“Cause if you’re happy in your head then solitude is blessed and alone is okay. If your heart is bleeding, make the best of it.”
I love this line from that Youtube video that I watched many years ago when I was on a frantic search of a solution to cope with that immense feeling of loneliness.
I’m proud to say that, as of right now, I feel like I’ve really come a long way from that old Peggy. I can vividly remember myself feeling a lump in my throat while having lunch alone in Hong Kong on my first solo trip. And that anxiety attack I suffered while on the media trip in Dublin. It was irrational and ridiculous how those situations would make me feel so vulnerable, insecure, and more importantly, alone.
I am in Phuket currently and it has been the third week now. This freedom is sweet. Honestly, I had big plans and visions about how this trip is going to turn out (it hasn’t been 100% accurate based on what I’ve desired) but one thing is for sure – I am still feeling fine and on this trip, I realised that it really isn’t so bad being on my own; it can be more torturing being with another person you don’t really want to be with. There is nothing wrong with feeling lonely once in a while, then the next step is to find something fulfilling to do, not mope around. I mean, even dating couples get bored sometimes no? And I’ve known myself for so long, it’s understandable that it can be harder to find something new and interesting to do. (I don’t know that makes sense, at least it made sense when that thought was still in my head).

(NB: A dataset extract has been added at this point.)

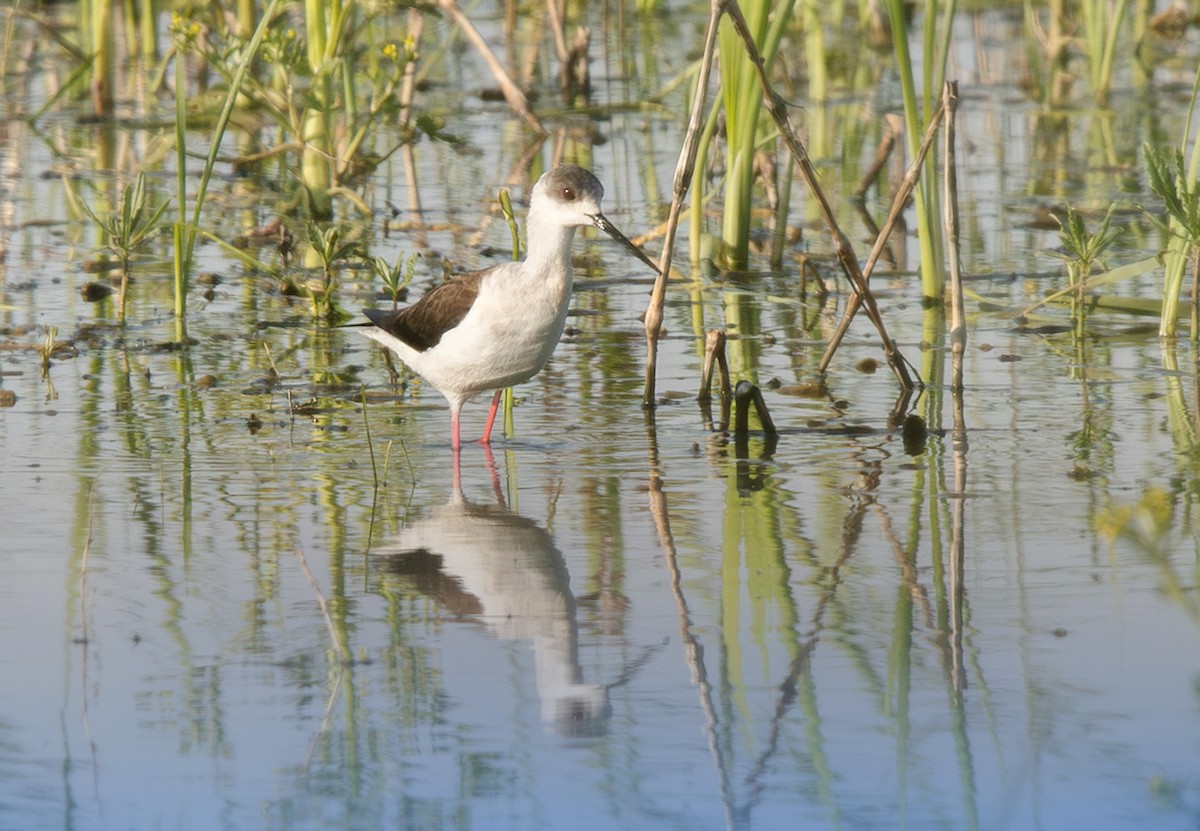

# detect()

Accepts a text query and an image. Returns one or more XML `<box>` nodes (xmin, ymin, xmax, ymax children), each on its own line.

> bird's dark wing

<box><xmin>364</xmin><ymin>270</ymin><xmax>487</xmax><ymax>352</ymax></box>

I was at this bar alone, studying. The bar was empty when I got there, and by the time I left, it was 80% full. I got to admit, at some point of time, the thought crossed my mind – “Will people think I’m a loser because I’m out on my own on a Saturday night?”
And then I realised how silly and outrageous that fleeting thought was. Wtf do I wanna care about what others think? It’s not within my control. In fact, I should feel happy that I was out alone. Is every person around me, out with their friends or loved ones, truly happy about being right there at that moment? Not necessarily. I had the freedom to decide where I want my legs to take me. I should be grateful that I had the choice to be out, and I should be happy that *I* made that decision to take myself out.
Foiled plans and failures have taught me a lot; opened my eyes to things I’d have otherwise not known about myself. I’ve changed over the years, but I know the crux of me is still the same. I still struggle with being on my own, I’m just dealing with it better now. But I believe that I’ll just get better and better over time, hopefully it doesn’t take too long. Circumstances made me learn too. I don’t want to allow myself to feel less important or less outstanding because of another person’s opinion. I also want to learn (better) to speak my mind – tell people what I want exactly, tell people what I don’t want. Unfortunately, I think I’m still a bit of a people-pleaser.
A few days back, at Sofia’s class, I learnt that almost every emotion we have is on the scale of Craving VS Aversion. To truly get to your “self”, one has to get out of being on this scale. But that said, even the desire to be freed from the system is a kind of craving on its own. Mind-fuck right? I know. Hahaha.
I gotta go easy on myself man. It’s fucking cliche, but really, I am enough.